Unable to Delete a Project or Namespace in OCP
Environment
- Red Hat OpenShift Container Platform (RHOCP, OCP)
- 3.11
- 4.4+
Issue
oc delete project dev --force --grace-period=0
does not completely delete a project- "I am unable to delete a project"
- The project is stuck in "Terminating" stage after deletion
Resolution
Please try to troubleshoot and delete remaining resources.
Do not force removals unless you know what you are doing.
Troubleshoot and delete remaining resources
This usually happens because something is preventing a resource from being deleted, causing namespace deletion to be stuck. It is necessary to troubleshoot which resources are failing to be deleted and why.
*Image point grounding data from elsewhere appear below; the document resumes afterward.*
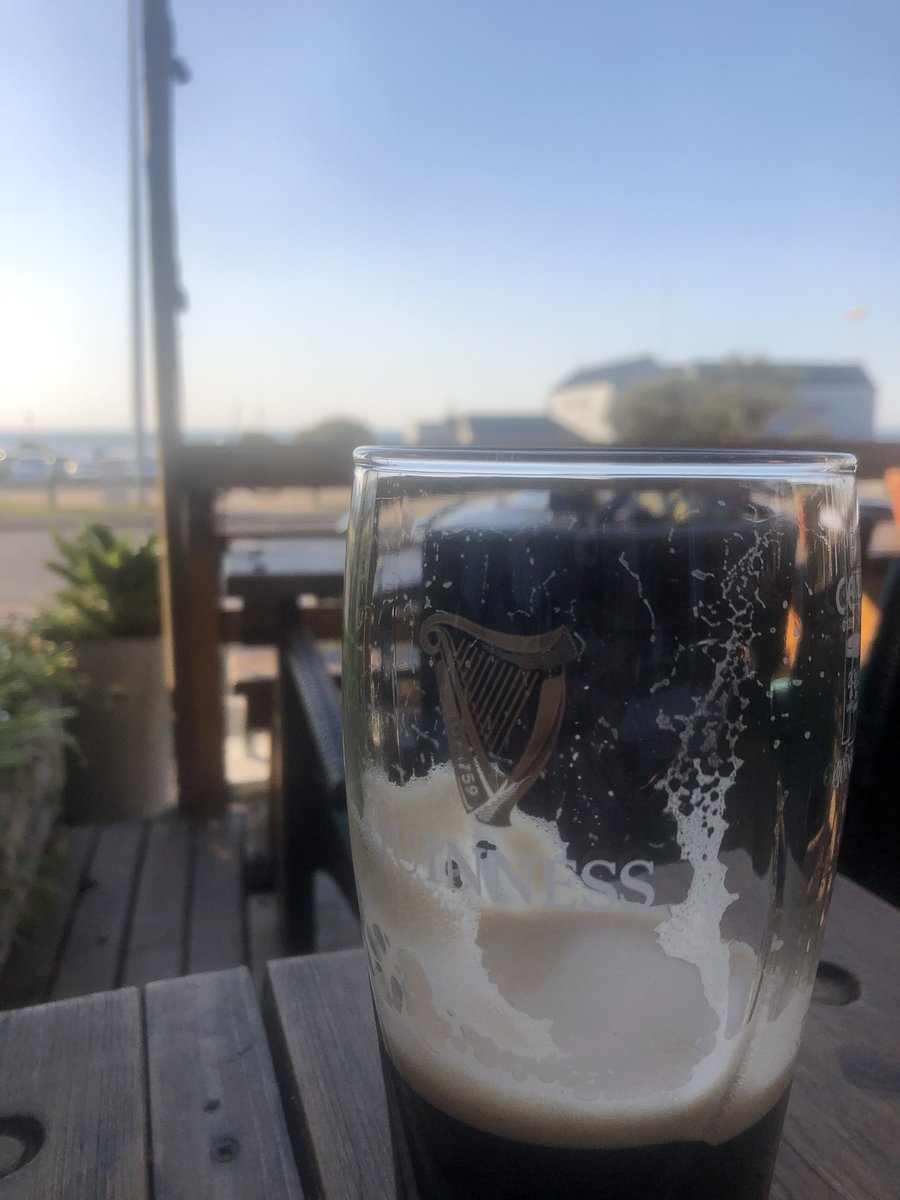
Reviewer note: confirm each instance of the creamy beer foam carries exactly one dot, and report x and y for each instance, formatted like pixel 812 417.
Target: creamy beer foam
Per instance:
pixel 517 997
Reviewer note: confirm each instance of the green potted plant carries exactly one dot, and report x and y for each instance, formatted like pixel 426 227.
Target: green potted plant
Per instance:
pixel 35 676
pixel 109 609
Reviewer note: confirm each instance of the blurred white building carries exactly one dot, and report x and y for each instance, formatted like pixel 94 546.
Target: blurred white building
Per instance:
pixel 829 399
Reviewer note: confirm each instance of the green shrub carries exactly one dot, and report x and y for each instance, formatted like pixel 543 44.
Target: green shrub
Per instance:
pixel 34 673
pixel 112 587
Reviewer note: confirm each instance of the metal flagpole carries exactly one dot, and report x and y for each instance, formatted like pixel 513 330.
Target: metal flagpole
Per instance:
pixel 137 274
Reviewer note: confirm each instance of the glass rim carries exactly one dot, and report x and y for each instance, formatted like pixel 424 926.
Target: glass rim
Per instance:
pixel 600 462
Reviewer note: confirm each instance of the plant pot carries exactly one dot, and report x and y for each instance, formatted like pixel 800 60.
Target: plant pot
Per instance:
pixel 29 805
pixel 125 766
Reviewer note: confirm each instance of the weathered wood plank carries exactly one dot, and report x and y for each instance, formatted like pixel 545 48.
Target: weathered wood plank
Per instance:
pixel 216 1119
pixel 844 1119
pixel 156 941
pixel 91 953
pixel 796 1180
pixel 30 966
pixel 319 1018
pixel 76 1072
pixel 215 935
pixel 264 937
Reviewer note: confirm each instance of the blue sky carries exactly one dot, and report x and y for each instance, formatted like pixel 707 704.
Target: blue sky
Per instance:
pixel 389 209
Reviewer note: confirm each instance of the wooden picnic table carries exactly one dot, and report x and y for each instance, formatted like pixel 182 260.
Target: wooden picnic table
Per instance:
pixel 184 1090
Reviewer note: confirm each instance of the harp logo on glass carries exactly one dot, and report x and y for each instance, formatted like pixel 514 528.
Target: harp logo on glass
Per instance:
pixel 502 697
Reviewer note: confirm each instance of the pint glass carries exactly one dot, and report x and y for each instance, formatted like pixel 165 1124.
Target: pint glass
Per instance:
pixel 599 714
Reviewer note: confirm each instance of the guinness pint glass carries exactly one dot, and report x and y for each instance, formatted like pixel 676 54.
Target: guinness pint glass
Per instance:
pixel 599 712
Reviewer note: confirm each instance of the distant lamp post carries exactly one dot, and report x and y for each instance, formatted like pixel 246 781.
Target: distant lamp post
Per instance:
pixel 136 273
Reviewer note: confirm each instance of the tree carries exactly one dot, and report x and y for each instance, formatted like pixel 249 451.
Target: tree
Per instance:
pixel 678 409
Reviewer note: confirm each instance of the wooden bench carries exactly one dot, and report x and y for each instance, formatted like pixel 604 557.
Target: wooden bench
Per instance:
pixel 309 797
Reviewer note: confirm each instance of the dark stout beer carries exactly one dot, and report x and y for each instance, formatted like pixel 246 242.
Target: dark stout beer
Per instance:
pixel 441 1158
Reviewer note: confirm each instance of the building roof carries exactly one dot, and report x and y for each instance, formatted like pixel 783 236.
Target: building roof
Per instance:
pixel 514 431
pixel 621 373
pixel 838 375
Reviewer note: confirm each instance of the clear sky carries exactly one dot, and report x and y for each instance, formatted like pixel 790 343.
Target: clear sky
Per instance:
pixel 389 208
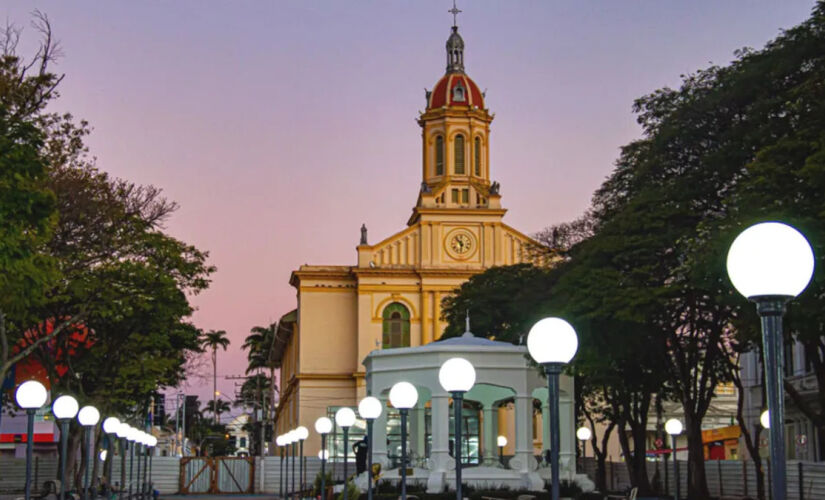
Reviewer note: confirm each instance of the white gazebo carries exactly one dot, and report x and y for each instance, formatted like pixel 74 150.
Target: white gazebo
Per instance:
pixel 503 376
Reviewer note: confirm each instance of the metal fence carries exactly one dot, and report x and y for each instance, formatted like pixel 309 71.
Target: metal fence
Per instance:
pixel 165 473
pixel 726 478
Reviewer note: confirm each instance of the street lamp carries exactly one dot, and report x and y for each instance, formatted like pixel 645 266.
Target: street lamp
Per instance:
pixel 131 434
pixel 369 408
pixel 292 439
pixel 552 342
pixel 403 396
pixel 345 417
pixel 65 409
pixel 323 426
pixel 770 263
pixel 279 442
pixel 583 434
pixel 501 441
pixel 122 431
pixel 153 442
pixel 302 433
pixel 110 427
pixel 88 416
pixel 674 428
pixel 457 376
pixel 30 396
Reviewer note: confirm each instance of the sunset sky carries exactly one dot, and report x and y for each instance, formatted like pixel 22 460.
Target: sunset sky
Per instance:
pixel 281 127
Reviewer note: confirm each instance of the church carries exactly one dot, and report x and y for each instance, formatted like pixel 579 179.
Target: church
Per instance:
pixel 391 297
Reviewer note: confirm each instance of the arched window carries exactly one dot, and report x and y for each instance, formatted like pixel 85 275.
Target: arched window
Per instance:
pixel 459 154
pixel 439 155
pixel 396 326
pixel 477 156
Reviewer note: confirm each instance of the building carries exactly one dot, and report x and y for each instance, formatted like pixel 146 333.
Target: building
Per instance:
pixel 803 441
pixel 391 297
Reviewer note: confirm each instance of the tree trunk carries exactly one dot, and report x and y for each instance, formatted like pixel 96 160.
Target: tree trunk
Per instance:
pixel 697 480
pixel 635 461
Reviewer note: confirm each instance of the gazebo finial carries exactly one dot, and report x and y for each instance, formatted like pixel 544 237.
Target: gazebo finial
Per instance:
pixel 467 332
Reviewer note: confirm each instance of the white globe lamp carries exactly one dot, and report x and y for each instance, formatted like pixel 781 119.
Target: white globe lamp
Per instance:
pixel 370 408
pixel 31 395
pixel 403 395
pixel 111 425
pixel 770 259
pixel 88 416
pixel 65 407
pixel 457 375
pixel 345 417
pixel 552 340
pixel 323 425
pixel 770 263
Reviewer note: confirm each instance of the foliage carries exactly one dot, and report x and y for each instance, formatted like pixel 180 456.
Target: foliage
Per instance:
pixel 27 207
pixel 503 302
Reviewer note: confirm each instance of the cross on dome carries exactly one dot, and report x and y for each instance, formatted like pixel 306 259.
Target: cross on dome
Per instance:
pixel 455 12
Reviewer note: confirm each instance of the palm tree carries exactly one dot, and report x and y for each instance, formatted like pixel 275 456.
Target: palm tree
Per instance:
pixel 212 340
pixel 261 346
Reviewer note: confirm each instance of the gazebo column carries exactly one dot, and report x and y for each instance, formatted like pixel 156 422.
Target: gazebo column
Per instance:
pixel 523 459
pixel 489 448
pixel 440 451
pixel 379 436
pixel 545 425
pixel 567 455
pixel 418 431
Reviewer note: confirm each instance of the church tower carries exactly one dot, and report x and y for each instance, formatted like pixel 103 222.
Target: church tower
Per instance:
pixel 455 136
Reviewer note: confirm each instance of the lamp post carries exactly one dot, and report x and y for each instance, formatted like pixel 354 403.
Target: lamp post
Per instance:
pixel 501 441
pixel 302 433
pixel 457 376
pixel 131 433
pixel 122 431
pixel 88 416
pixel 323 426
pixel 583 434
pixel 30 396
pixel 279 442
pixel 403 396
pixel 110 427
pixel 153 442
pixel 292 440
pixel 138 453
pixel 552 342
pixel 771 263
pixel 144 441
pixel 64 409
pixel 674 428
pixel 369 408
pixel 345 417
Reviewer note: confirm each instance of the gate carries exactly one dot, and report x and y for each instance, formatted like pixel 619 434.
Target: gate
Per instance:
pixel 216 475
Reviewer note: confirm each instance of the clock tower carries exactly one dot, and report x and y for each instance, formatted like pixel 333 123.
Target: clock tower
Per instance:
pixel 392 296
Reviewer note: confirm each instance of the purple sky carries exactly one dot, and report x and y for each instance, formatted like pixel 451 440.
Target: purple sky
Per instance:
pixel 280 127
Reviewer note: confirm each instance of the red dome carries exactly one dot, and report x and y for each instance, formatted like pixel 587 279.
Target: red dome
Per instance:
pixel 456 89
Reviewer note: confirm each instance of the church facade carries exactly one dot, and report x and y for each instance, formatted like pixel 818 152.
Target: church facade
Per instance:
pixel 392 296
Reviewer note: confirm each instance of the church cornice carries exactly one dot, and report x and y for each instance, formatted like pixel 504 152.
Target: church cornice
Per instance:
pixel 419 211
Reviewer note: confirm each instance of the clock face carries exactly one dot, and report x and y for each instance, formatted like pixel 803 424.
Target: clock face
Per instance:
pixel 461 244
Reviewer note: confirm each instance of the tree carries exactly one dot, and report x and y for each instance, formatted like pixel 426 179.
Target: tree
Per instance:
pixel 27 207
pixel 212 340
pixel 216 407
pixel 260 344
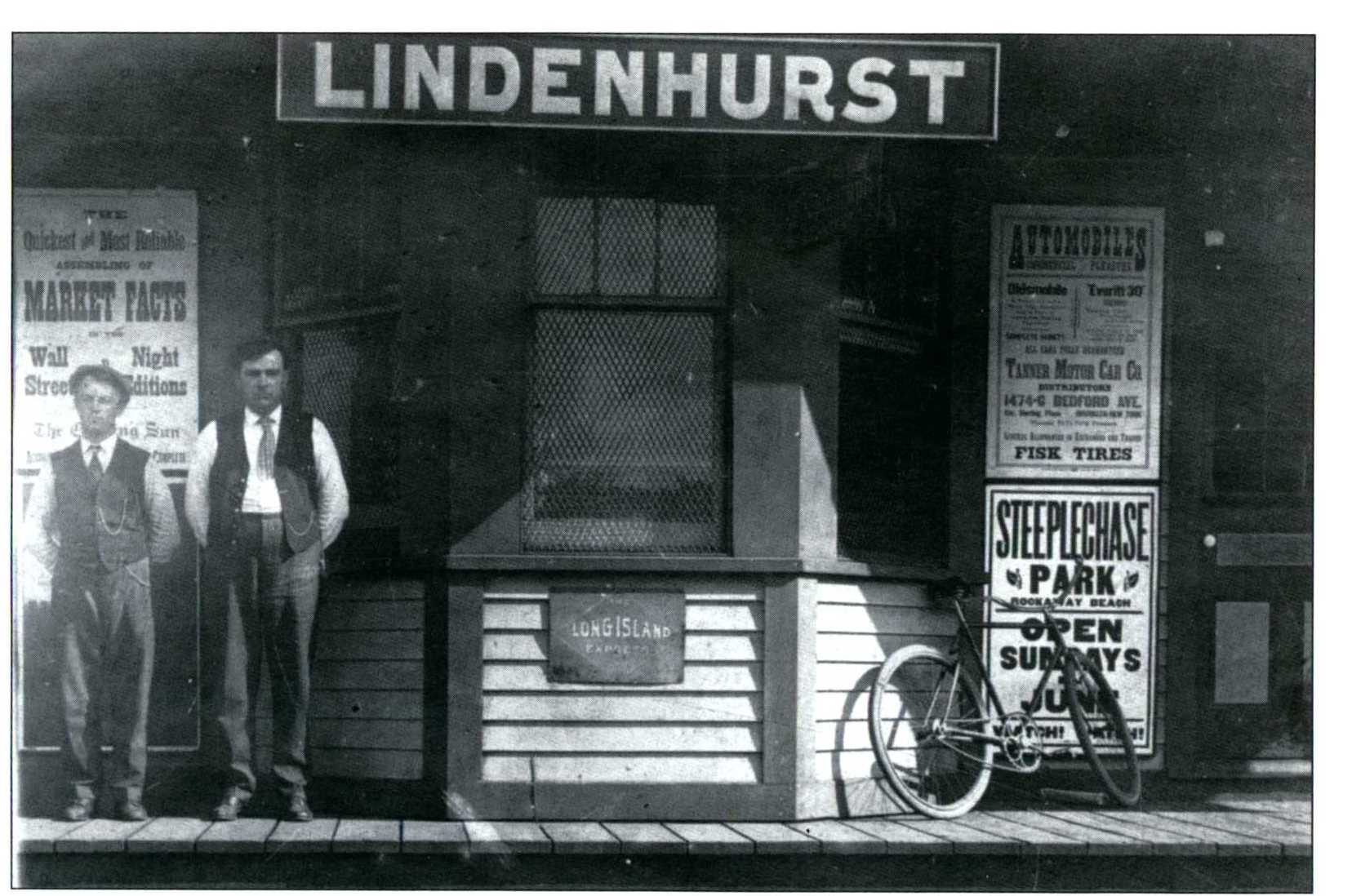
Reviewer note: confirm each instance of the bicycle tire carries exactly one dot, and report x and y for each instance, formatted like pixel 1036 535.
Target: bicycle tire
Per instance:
pixel 1123 780
pixel 937 778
A good troubleshooting approach would be:
- Check the output of command
oc api-resources
. If it fails, check Projects stuck in Terminating state and unable to run "oc api-resources" on OpenShift. -
Try to list all the items in the namespace with the following command:
oc api-resources --verbs=list --namespaced -o name | xargs -t -n 1 oc get --show-kind --ignore-not-found -n $PROJECT_NAME
-
If the previous one fails, please try this one, which might not return a complete list but has less chance to fail:
oc api-resources --verbs=list --cached --namespaced -o name | xargs -t -n 1 oc get --show-kind --ignore-not-found -n $PROJECT_NAME
-
Try manually removing every listed resource and, if one fails, troubleshoot why.
-
If all the listed resources are removed, try listing resources in the namespace with etcd. If there are still present resources, troubleshoot why
-
In OCP 4, you can do it this way:
[user@workstation ~]$ POD=`oc get pods -n openshift-etcd -o=jsonpath='{.items[0].metadata.name}'` [user@workstation ~]$ oc rsh -n openshift-etcd -c etcdctl $POD sh-4.2# etcdctl get --keys-only --from-key / | grep $PROJECT_NAME
-
In OCP 3, you can do it in a master this way:
etcdctl3 get --keys-only --from-key / | grep $PROJECT_NAME
-
-
A good way to start troubleshooting is master controller logs. If the resource is a CRD managed by an operator, troubleshoot that operator.
Important: In case of any issue, please open a support case to get assistance.
In many cases, deleting resources that could not be deleted in the first place ultimately leads to project to be no longer stuck in "Terminating" and be properly removed, but not always, so you may need to force its removal. It may be also possible that the project is waiting on the removal of an object with its own finalizer. If that is the case, and you are 100% sure of what you are doing, you can just remove the finalizer for that object. Both procedures are covered below, but please use them with caution and only if you know what you are doing.
Force individual object removal when it has finalizers - USE WITH CAUTION
Sometimes, a resource (specially a custom resource managed by an operator) may stay "terminating" waiting on a finalizer, although any needed cleanup tasks have been already completed, so it would be necessary to force its removal.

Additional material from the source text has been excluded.